Monday, September 27, 2004

For Those Who Appreciate Pomp and Symbolism

If Christian culture is to be renewed, habits are more vital than revivals, rituals more edifying than spiritual highs, the creed more penetrating than theological insight, and the celebration of saints' days more uplifting than the observance of Mother's Day. There is great wisdom in the maligned phrase ex opere operato, the effect is in the doing. Intention is like a reed blowing in the wind. It is the doing that counts, and if we do something for God, in the doing God does something for us.

The poet Dana Gioia, the current director of the National Endowment for the Arts, puts it nicely in the poem "Autumn Inaugural":

There will always be those who reject ceremony, who claim that resolution requires no fanfare, those who demand the spirit stay fixed like a desert saint, fed only on faith, to worship in no temple but the weather.

Gioia acknowledges the point:

Symbols betray us.They are always more or less than what is really meant.

Then:

But shall there be no processions by torchlight because we are weak? Praise to the rituals that celebrate change, old robes worn for new beginnings, solemn protocol where the mutable soul, surrounded by ancient experience, grows young in the imagination's white dress. Because it is not the rituals we honor but our trust in what they signify, these rites that honor us as witnesses--whether to watch lovers swear loyalty in a careless world or a newborn washed with water and oil.

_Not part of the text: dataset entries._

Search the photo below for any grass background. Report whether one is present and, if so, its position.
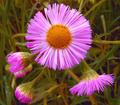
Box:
[0,0,120,105]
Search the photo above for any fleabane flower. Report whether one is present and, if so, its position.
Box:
[26,4,92,70]
[15,83,34,104]
[70,70,114,96]
[7,52,32,78]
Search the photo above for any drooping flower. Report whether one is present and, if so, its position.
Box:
[13,64,32,78]
[70,70,114,96]
[7,52,32,78]
[15,83,34,104]
[26,4,92,70]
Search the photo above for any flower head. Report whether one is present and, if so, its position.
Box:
[7,52,32,78]
[70,70,114,96]
[15,84,33,103]
[26,4,91,70]
[13,64,32,78]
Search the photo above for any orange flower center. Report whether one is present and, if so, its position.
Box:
[47,25,72,49]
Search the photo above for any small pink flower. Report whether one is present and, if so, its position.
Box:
[7,52,32,78]
[15,84,33,104]
[70,71,114,96]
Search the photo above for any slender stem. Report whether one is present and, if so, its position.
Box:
[31,70,45,86]
[93,40,120,44]
[12,33,26,39]
[43,96,47,105]
[88,95,98,105]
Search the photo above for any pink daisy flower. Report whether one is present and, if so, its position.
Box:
[70,70,114,96]
[26,4,92,70]
[7,52,32,78]
[15,84,33,104]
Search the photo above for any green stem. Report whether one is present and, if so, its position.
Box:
[31,70,45,86]
[93,40,120,44]
[43,96,47,105]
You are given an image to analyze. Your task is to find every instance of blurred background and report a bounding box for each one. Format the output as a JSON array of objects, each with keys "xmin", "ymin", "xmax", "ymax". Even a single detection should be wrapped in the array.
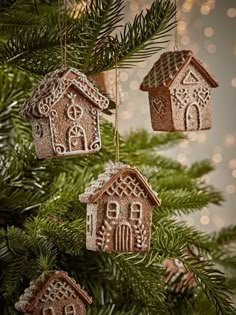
[{"xmin": 116, "ymin": 0, "xmax": 236, "ymax": 231}]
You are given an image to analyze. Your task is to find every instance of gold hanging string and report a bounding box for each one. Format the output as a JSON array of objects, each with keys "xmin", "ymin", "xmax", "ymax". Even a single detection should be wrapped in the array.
[
  {"xmin": 174, "ymin": 0, "xmax": 180, "ymax": 51},
  {"xmin": 57, "ymin": 0, "xmax": 64, "ymax": 67},
  {"xmin": 58, "ymin": 0, "xmax": 67, "ymax": 68},
  {"xmin": 114, "ymin": 56, "xmax": 120, "ymax": 162},
  {"xmin": 64, "ymin": 0, "xmax": 67, "ymax": 68}
]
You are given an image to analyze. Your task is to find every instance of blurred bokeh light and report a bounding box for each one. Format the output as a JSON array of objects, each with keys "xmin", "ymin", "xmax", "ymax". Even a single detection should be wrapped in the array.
[{"xmin": 120, "ymin": 0, "xmax": 236, "ymax": 231}]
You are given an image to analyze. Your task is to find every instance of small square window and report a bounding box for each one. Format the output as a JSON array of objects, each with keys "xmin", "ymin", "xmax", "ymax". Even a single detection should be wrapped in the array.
[
  {"xmin": 107, "ymin": 201, "xmax": 120, "ymax": 219},
  {"xmin": 130, "ymin": 202, "xmax": 142, "ymax": 220},
  {"xmin": 64, "ymin": 304, "xmax": 76, "ymax": 315}
]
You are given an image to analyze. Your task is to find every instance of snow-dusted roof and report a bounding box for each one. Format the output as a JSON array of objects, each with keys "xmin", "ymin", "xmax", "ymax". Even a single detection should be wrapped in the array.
[
  {"xmin": 140, "ymin": 50, "xmax": 218, "ymax": 91},
  {"xmin": 15, "ymin": 271, "xmax": 92, "ymax": 312},
  {"xmin": 21, "ymin": 68, "xmax": 109, "ymax": 117},
  {"xmin": 79, "ymin": 162, "xmax": 160, "ymax": 206}
]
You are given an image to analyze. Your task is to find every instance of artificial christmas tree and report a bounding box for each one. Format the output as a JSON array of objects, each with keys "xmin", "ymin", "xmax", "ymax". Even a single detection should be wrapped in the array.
[{"xmin": 0, "ymin": 0, "xmax": 236, "ymax": 315}]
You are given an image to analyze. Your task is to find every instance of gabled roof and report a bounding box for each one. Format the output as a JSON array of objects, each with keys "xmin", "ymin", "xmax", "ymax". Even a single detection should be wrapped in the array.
[
  {"xmin": 140, "ymin": 50, "xmax": 218, "ymax": 91},
  {"xmin": 15, "ymin": 271, "xmax": 92, "ymax": 312},
  {"xmin": 79, "ymin": 162, "xmax": 161, "ymax": 206},
  {"xmin": 21, "ymin": 68, "xmax": 109, "ymax": 117}
]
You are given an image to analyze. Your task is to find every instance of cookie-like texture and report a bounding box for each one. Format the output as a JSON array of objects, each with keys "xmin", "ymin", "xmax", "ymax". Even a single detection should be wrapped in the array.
[
  {"xmin": 15, "ymin": 271, "xmax": 92, "ymax": 315},
  {"xmin": 79, "ymin": 162, "xmax": 160, "ymax": 252},
  {"xmin": 140, "ymin": 50, "xmax": 218, "ymax": 131},
  {"xmin": 21, "ymin": 68, "xmax": 109, "ymax": 159}
]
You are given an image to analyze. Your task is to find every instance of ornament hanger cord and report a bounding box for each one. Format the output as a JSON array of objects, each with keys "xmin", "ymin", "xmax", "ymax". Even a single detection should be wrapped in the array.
[
  {"xmin": 174, "ymin": 0, "xmax": 180, "ymax": 51},
  {"xmin": 114, "ymin": 57, "xmax": 120, "ymax": 162},
  {"xmin": 58, "ymin": 0, "xmax": 67, "ymax": 68}
]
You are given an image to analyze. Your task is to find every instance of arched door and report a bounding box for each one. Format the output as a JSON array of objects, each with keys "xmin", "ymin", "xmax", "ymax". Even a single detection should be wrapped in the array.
[
  {"xmin": 69, "ymin": 125, "xmax": 87, "ymax": 152},
  {"xmin": 114, "ymin": 223, "xmax": 132, "ymax": 252},
  {"xmin": 185, "ymin": 103, "xmax": 201, "ymax": 130}
]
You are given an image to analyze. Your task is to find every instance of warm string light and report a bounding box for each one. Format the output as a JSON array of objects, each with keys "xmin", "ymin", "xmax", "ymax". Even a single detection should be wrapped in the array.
[{"xmin": 58, "ymin": 0, "xmax": 67, "ymax": 68}]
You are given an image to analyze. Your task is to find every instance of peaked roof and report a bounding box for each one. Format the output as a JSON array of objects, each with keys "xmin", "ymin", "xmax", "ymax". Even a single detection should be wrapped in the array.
[
  {"xmin": 79, "ymin": 162, "xmax": 161, "ymax": 206},
  {"xmin": 15, "ymin": 271, "xmax": 92, "ymax": 312},
  {"xmin": 21, "ymin": 68, "xmax": 109, "ymax": 118},
  {"xmin": 140, "ymin": 50, "xmax": 218, "ymax": 91}
]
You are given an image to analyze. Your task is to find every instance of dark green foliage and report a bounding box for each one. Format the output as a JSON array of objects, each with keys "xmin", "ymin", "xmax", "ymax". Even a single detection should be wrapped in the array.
[{"xmin": 0, "ymin": 0, "xmax": 236, "ymax": 315}]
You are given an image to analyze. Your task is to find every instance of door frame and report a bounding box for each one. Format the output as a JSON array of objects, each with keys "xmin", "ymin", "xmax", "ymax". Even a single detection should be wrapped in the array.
[{"xmin": 185, "ymin": 102, "xmax": 201, "ymax": 130}]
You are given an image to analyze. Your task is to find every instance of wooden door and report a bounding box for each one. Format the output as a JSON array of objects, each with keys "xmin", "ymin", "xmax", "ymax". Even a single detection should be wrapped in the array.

If Christ is culture, let the sidewalks be lit with fire on Easter Eve, let traffic stop for a column of Christians waving palm branches on a spring morning, let streets be blocked off as the faithful gather for a Corpus Christi procession. Then will others know that there is another city in their midst, another commonwealth, one that has its face, like the faces of angels, turned toward the face of God.

Robert Louis Wilken, First Things, April 2004.